I half expected to see commercials on T.V. with that scene, cutting away to a storefront, with the announcement “Staples - we got that.”

lawl

in-your-face advertising

because it was a movie. That’s why

So was Freddie Got Fingered. What’s your point?

Maybe, if you don’t know the difference between an adjective and a noun. You see what you want to see I guess. :wtf:

Spoiler

I didn’t have a problem with the tech at all. In my limited purview of this fictional future, a robotic surgery that has the ability to operate on its own should certainly be able to detect and remove an obviously “foreign body”, which I believe was the wording used - although I admit they might have done better by forcing Shaw to click “Ignore” when the machine didn’t find the puncture wound she said was there. :lol:

Spoiler

I thought it was pretty darn evident to Shaw - did you by chance miss the scene in which they go back inside the alien ship with Weyland, David states flat-out that the infection wasn’t from breathing the air, Shaw asks him how he knows that, and they stand there looking at each other stand-offishly for a while?

Considering that the adjective usage of the term “balls” directly references the [original] noun usage, not really.

damn son, fuck you got me there. The point is, like you pointed out. That it was done to make the scene much more grotesque for the viewer. But, it’s Hollywood, and that’s the magic of small little containers with fluid in them. It can be jesus juice for all we know.

We don’t know the content’s, but we know that its a pain killer.

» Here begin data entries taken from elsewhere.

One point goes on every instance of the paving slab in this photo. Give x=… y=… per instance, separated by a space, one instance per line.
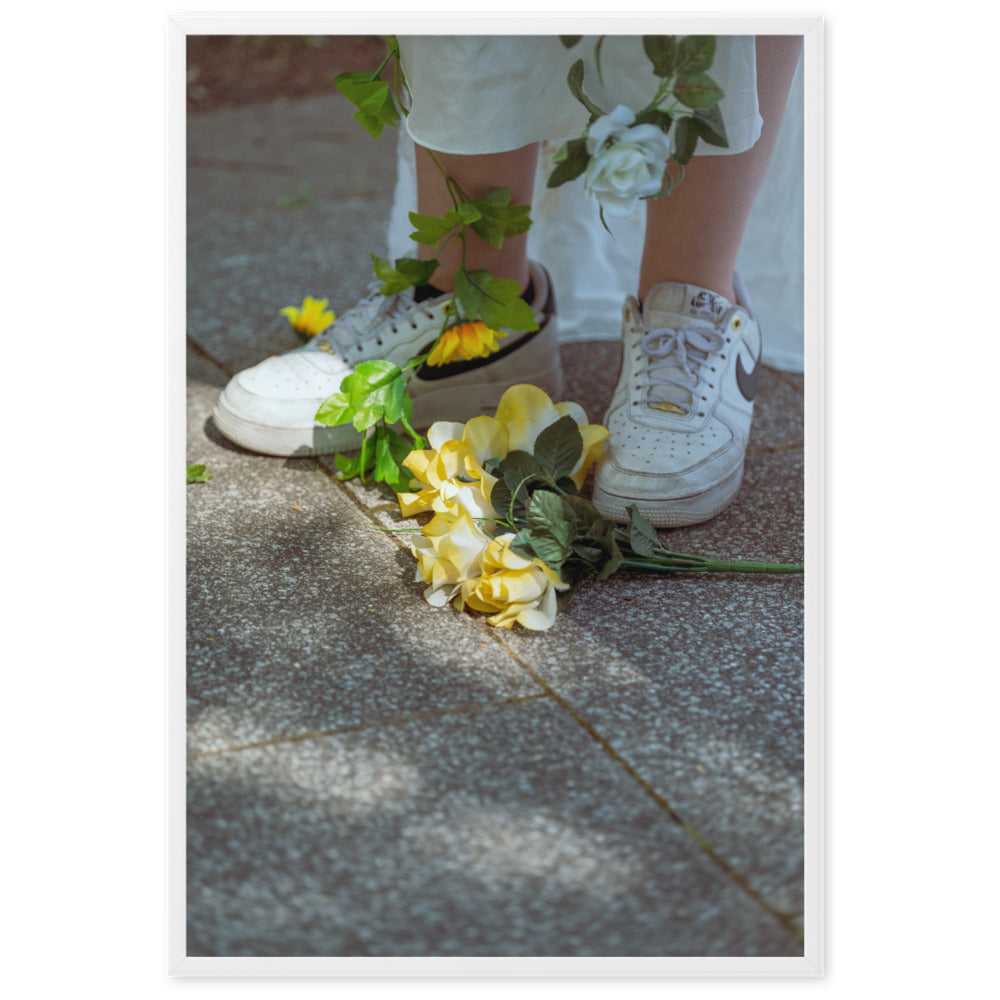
x=421 y=839
x=301 y=615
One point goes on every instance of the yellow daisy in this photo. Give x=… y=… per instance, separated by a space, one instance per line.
x=312 y=318
x=465 y=341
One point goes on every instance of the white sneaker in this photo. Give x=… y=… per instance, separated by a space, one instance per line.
x=270 y=408
x=680 y=416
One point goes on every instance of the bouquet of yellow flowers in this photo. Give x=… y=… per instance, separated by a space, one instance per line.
x=510 y=535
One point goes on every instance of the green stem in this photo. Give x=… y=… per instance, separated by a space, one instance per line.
x=364 y=456
x=693 y=564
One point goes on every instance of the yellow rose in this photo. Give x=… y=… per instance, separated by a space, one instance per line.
x=512 y=589
x=526 y=411
x=313 y=317
x=465 y=342
x=451 y=475
x=449 y=551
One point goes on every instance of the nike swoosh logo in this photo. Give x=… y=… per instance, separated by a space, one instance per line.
x=747 y=380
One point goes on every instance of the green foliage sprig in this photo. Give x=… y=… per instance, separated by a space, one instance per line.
x=375 y=397
x=685 y=107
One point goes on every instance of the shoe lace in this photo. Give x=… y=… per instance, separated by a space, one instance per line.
x=368 y=319
x=675 y=359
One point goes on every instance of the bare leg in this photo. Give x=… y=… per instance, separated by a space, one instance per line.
x=477 y=175
x=694 y=234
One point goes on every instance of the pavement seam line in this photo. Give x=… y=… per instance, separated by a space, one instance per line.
x=397 y=720
x=692 y=832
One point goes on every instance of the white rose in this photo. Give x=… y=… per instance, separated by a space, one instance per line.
x=627 y=163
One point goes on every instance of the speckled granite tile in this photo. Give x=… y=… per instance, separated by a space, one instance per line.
x=254 y=245
x=504 y=832
x=698 y=680
x=302 y=616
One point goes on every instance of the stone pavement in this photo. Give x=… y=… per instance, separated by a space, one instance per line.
x=368 y=776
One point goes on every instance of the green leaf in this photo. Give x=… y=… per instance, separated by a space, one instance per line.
x=642 y=535
x=335 y=410
x=373 y=100
x=662 y=53
x=559 y=446
x=197 y=474
x=497 y=300
x=406 y=273
x=697 y=90
x=519 y=467
x=391 y=449
x=695 y=53
x=496 y=218
x=685 y=141
x=521 y=544
x=375 y=391
x=707 y=123
x=431 y=229
x=603 y=532
x=575 y=80
x=571 y=160
x=553 y=527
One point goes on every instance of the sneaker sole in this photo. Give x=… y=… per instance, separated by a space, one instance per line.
x=461 y=403
x=672 y=513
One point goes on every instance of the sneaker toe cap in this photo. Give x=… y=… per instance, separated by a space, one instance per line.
x=650 y=475
x=285 y=388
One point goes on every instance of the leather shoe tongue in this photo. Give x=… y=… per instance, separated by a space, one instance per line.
x=666 y=302
x=673 y=305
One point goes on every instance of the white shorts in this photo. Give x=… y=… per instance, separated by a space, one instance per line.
x=490 y=94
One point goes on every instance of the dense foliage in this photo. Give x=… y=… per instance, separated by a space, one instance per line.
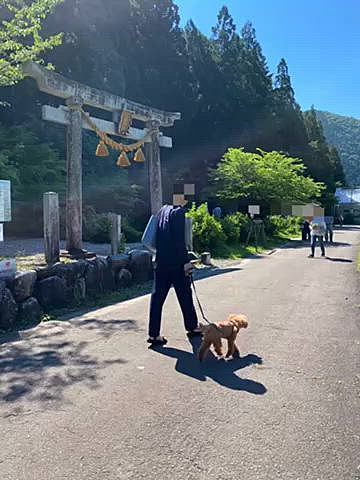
x=263 y=176
x=20 y=36
x=221 y=85
x=344 y=134
x=215 y=235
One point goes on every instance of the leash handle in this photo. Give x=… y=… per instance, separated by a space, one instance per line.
x=198 y=301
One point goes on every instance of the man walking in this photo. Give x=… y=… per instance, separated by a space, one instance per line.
x=329 y=229
x=172 y=268
x=318 y=229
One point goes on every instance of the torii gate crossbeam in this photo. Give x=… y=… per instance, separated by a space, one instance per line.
x=76 y=95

What’s to say that they hadn’t developed drugs that not only numbed pain, but also had enzyme’s which started rebuilding muscle’s on the spot. After all, she did inject the “sedatives” next to her stomach.

A lot more has been made of the issue than I ever intended, but the reason I brought it up in the first place is that out of all genres, science fiction has a unique facility for extrapolating existing technologies in plausible ways. It doesn’t always predict correctly, but it is a measure of quality in science fiction that the level of advancement is consistent throughout the work. As sci-fi, Prometheus dropped the ball. As a horror movie, it departs from consistency for the sake of drama, though I have to wonder if there was a better way to handle it that would have been just as dramatic and not left such an ugly seam in its logic.

You see what I did there?

I completely understand, im just saying it’s hollywood.